Physics of materials is complicated; when you have strongly interacting electrons and disorder, it’s very hard to calculate what is going to happen from first principles. So the more experimental observables you can bring to bear on a material, the more likely you are to get the right answer for what’s going on.

Andrea Young, Physicist, UC Santa Barbara

To overcome these issues, Young and his team are developing a new device called nano-SQUID-on-tip (nSOT). The aim of the study is to take concurrent measurements of the topographic, magnetic, and thermal characteristics of materials.

It’s a microscope, but not the kind where you look through a lens.

Andrea Young, Physicist, UC Santa Barbara

The device is a sensor fixed at the tip of a small tube, honed to roughly 50 nm in diameter and brought proximal to the material’s surface.

The tip is sensitive to magnetic field and temperature, and if you shake it and measure how much it shakes you should be able to tell when you touch a surface, giving a view of the topography.

Andrea Young, Physicist, UC Santa Barbara

If these capabilities are integrated in a single probe, then the nSOT device could possibly be used to associate the magnetic and physical structure, or the spatial association between thermal dissipation and current flow, which creates a magnetic field. All of these aspects are important to ensure the performance of nano-sized devices.

Having a tool where you can image all these observables on the relevant length scales allows you to know quickly whether you made a material with the properties you were going for The real heart of this proposal is instrumentation development.

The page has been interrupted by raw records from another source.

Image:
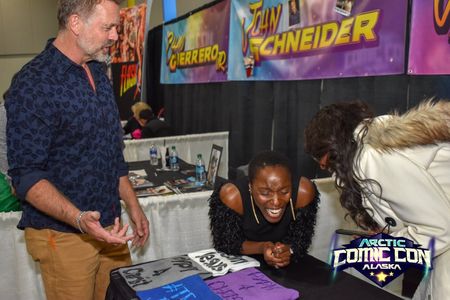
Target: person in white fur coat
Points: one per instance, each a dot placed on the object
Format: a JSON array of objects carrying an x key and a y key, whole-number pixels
[{"x": 395, "y": 166}]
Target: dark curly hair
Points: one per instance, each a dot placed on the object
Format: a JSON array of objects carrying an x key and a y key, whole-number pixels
[{"x": 332, "y": 131}]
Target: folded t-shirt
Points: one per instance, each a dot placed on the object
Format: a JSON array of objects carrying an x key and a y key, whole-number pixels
[
  {"x": 192, "y": 287},
  {"x": 249, "y": 284},
  {"x": 219, "y": 263},
  {"x": 160, "y": 272}
]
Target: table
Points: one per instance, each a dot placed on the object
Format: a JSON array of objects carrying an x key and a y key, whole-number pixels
[
  {"x": 178, "y": 224},
  {"x": 310, "y": 276},
  {"x": 188, "y": 146}
]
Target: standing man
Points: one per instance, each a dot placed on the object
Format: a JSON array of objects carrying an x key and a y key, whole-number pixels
[{"x": 66, "y": 162}]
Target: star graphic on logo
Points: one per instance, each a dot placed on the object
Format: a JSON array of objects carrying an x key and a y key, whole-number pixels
[{"x": 381, "y": 276}]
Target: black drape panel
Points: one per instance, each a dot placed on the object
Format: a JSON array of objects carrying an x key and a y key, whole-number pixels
[
  {"x": 273, "y": 114},
  {"x": 154, "y": 90},
  {"x": 295, "y": 104},
  {"x": 245, "y": 109}
]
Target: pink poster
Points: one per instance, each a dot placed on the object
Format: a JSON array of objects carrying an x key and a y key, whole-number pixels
[{"x": 429, "y": 49}]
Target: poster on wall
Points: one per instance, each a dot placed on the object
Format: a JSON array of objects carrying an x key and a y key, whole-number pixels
[
  {"x": 311, "y": 39},
  {"x": 429, "y": 49},
  {"x": 195, "y": 49},
  {"x": 126, "y": 58}
]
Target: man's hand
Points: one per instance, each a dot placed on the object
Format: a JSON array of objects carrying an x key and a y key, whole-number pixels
[
  {"x": 277, "y": 255},
  {"x": 140, "y": 226},
  {"x": 90, "y": 224}
]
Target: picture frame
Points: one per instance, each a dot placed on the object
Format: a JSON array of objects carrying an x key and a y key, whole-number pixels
[{"x": 213, "y": 165}]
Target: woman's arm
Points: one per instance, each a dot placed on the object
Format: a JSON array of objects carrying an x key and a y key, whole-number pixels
[
  {"x": 301, "y": 230},
  {"x": 225, "y": 222}
]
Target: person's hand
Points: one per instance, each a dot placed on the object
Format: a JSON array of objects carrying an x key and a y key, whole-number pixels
[
  {"x": 277, "y": 255},
  {"x": 90, "y": 224},
  {"x": 283, "y": 253},
  {"x": 140, "y": 226}
]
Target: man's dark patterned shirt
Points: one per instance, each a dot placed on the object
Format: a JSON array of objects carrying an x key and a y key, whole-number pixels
[{"x": 60, "y": 130}]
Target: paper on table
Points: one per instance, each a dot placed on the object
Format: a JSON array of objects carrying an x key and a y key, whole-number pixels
[{"x": 139, "y": 172}]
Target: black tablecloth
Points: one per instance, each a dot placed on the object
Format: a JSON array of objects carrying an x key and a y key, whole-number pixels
[{"x": 310, "y": 276}]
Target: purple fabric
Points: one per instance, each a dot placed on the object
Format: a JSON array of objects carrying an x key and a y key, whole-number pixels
[
  {"x": 429, "y": 46},
  {"x": 192, "y": 287},
  {"x": 249, "y": 284}
]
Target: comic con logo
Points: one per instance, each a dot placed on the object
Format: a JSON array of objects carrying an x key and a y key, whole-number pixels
[{"x": 382, "y": 257}]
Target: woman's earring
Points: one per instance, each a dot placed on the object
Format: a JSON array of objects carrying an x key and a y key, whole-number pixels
[
  {"x": 292, "y": 209},
  {"x": 253, "y": 205}
]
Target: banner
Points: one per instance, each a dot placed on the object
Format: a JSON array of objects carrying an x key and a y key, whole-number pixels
[
  {"x": 195, "y": 49},
  {"x": 429, "y": 49},
  {"x": 125, "y": 66},
  {"x": 311, "y": 39}
]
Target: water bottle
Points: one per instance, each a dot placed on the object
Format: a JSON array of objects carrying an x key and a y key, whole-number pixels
[
  {"x": 153, "y": 155},
  {"x": 174, "y": 164},
  {"x": 200, "y": 175}
]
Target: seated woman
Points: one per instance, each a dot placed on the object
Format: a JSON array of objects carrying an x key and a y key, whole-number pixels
[
  {"x": 269, "y": 213},
  {"x": 133, "y": 124}
]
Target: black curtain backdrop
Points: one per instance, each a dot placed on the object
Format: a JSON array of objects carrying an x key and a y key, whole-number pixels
[{"x": 264, "y": 115}]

Andrea Young, Physicist, UC Santa Barbara

Young served as a visiting scientist at the Israel-based Weizmann Institute, where the nSOT device was initially fabricated.

I’m hoping we can take the technique to the next level so it can be used on irregular materials and under more extreme conditions of temperature and magnetic field.

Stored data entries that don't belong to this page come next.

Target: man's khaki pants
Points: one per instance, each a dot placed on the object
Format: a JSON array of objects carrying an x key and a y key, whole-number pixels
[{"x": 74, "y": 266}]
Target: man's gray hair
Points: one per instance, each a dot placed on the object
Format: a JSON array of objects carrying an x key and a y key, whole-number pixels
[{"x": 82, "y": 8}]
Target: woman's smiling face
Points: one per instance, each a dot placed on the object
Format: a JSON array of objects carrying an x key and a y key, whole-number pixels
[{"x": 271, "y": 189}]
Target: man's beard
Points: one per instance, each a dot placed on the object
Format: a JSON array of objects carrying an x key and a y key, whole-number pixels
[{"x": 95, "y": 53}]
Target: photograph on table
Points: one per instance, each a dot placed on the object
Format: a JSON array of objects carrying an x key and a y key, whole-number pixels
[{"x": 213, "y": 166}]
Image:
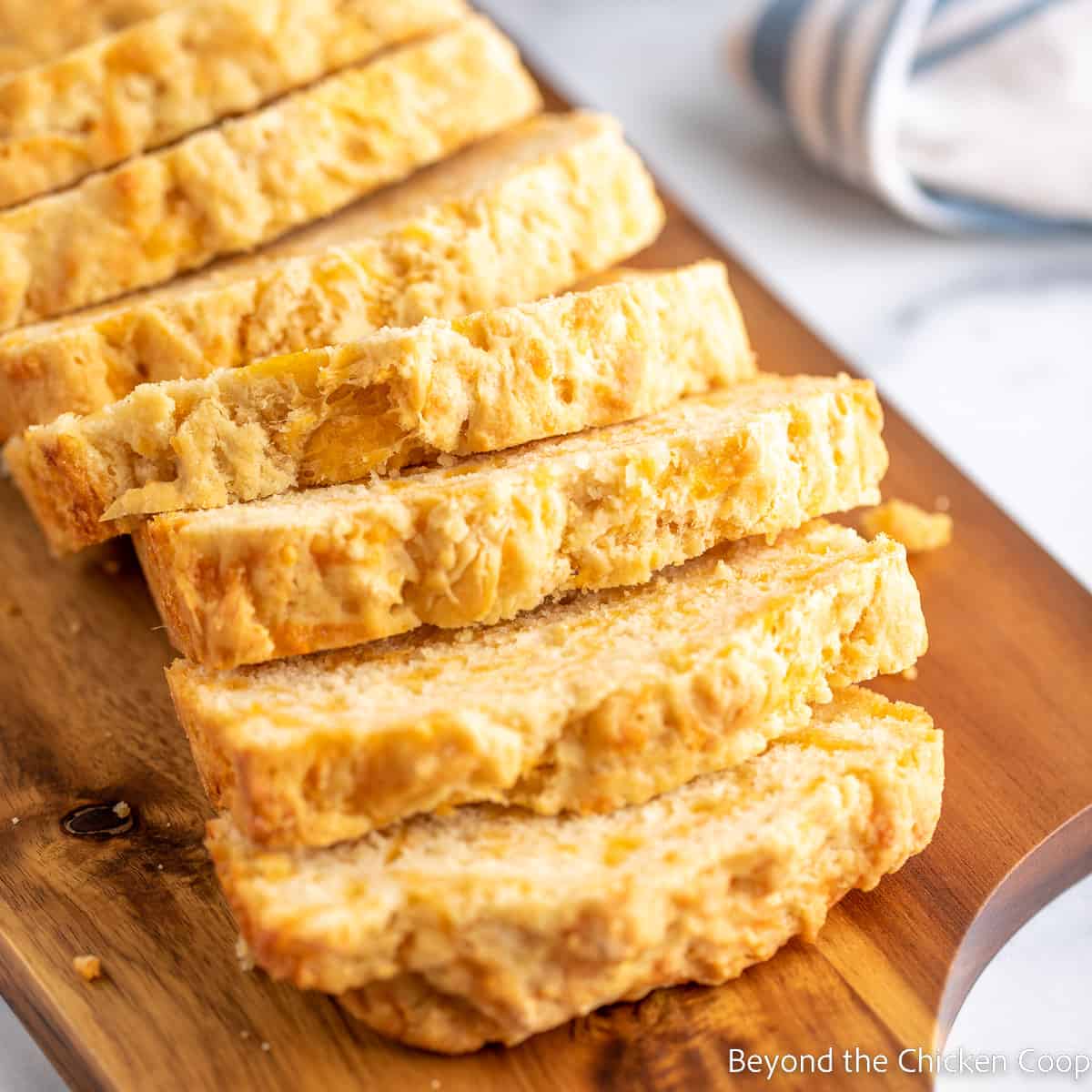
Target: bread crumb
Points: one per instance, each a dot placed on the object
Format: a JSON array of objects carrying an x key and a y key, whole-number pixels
[
  {"x": 917, "y": 530},
  {"x": 244, "y": 955},
  {"x": 88, "y": 967}
]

Andrea Young, Physicist, UC Santa Barbara

Young believes that this fundamental research work could have a variety of applications in those fields where innovative materials and devices are constantly developed and used. This could also close the gap between device/material design and characterization.

We’re particularly interested in applying the nSOT to exotic types of low-dimension electronic states in graphene, where electrons can flow without dissipation in certain parts of the material and then only dissipate their energy at the boundary, but that is only one of many, many uses such a general tool will have.